© JUNGE FREIHEIT Verlag GmbH & Co.  www.jungefreiheit.de    14/01 30. März 2001


Voreiliger Schritt
von Ekkehard Schultz

Bahnchef Hartmut Mehdorn plagen Sorgen. Nein, diesmal geht es nicht um Altschulden, Streckenstillegungen und Verspätungen. Es sind zahlreiche Wirtschaftsverbände, die Spitzen der Regierungsparteien und allen voran Verkehrminister Bodewig, die Mehdorn das Leben schwermachen. Nach deren Willen soll sich die Bahn so schnell wie möglich auf den Eisenbahnbetrieb beschränken und privaten Mitbewerbern die Nutzung des gesamten Schienennetzes gegen Gebühr gestatten, um den Wettbewerb auf der Schiene zu fördern.

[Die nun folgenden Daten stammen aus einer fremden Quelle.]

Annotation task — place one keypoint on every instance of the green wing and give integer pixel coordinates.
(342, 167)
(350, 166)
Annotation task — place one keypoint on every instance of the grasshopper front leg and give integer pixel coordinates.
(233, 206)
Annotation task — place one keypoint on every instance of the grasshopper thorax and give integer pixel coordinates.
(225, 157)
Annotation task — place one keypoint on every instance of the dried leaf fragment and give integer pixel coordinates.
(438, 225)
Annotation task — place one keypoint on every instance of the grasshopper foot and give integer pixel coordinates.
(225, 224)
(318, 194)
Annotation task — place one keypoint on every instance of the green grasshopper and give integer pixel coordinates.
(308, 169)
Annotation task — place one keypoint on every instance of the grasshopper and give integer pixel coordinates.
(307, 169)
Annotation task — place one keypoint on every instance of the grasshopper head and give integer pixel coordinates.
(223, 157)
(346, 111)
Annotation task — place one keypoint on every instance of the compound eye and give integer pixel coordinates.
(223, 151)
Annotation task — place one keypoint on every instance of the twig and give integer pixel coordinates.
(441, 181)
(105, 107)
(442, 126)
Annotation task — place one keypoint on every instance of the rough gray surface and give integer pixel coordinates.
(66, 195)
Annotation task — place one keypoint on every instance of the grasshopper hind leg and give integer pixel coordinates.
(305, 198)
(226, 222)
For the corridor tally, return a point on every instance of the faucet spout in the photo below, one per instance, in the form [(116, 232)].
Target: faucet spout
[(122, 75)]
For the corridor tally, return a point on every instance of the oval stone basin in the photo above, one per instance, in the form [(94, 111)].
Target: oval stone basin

Daß die Bahn AG dringend Reformen benötigt, wird kein Nutzer des Verkehrsmittels bestreiten. Allerdings ist auffällig, daß die Vorreiterstaaten einer solchen Marktöffnung ihre übereilten Liberalisierungsschritte bereits wieder revidieren. In England beschloß kürzlich die Regierung, mit Investitionsprojekten zur Verbesserung des überalterten Schienennetzes nicht mehr private Unternehmen, sondern eine staatliche Gesellschaft zu betrauen. Auch in Japan mehren sich die Stimmen der Privatisierungskritiker, seitdem sich herausstellte, daß sich zwar die privaten Bahnbetreiber gerne auf den Filetstrecken einkaufen und damit satte Gewinne erwirtschaften, jedoch nicht bereit sind, die hohen Kosten mitzutragen, die deren erhöhte Frequentierung verursacht.

Es wäre daher sinnvoll, wenn sich die Reformer zunächst einmal über das Ausmaß der angestrebten Privatisierung verständigten. Daß hierbei voreilige Schritte nicht immer die besten sind, sollte Deutschland aus den Erfahrungsschatz der besagten Länder lernen.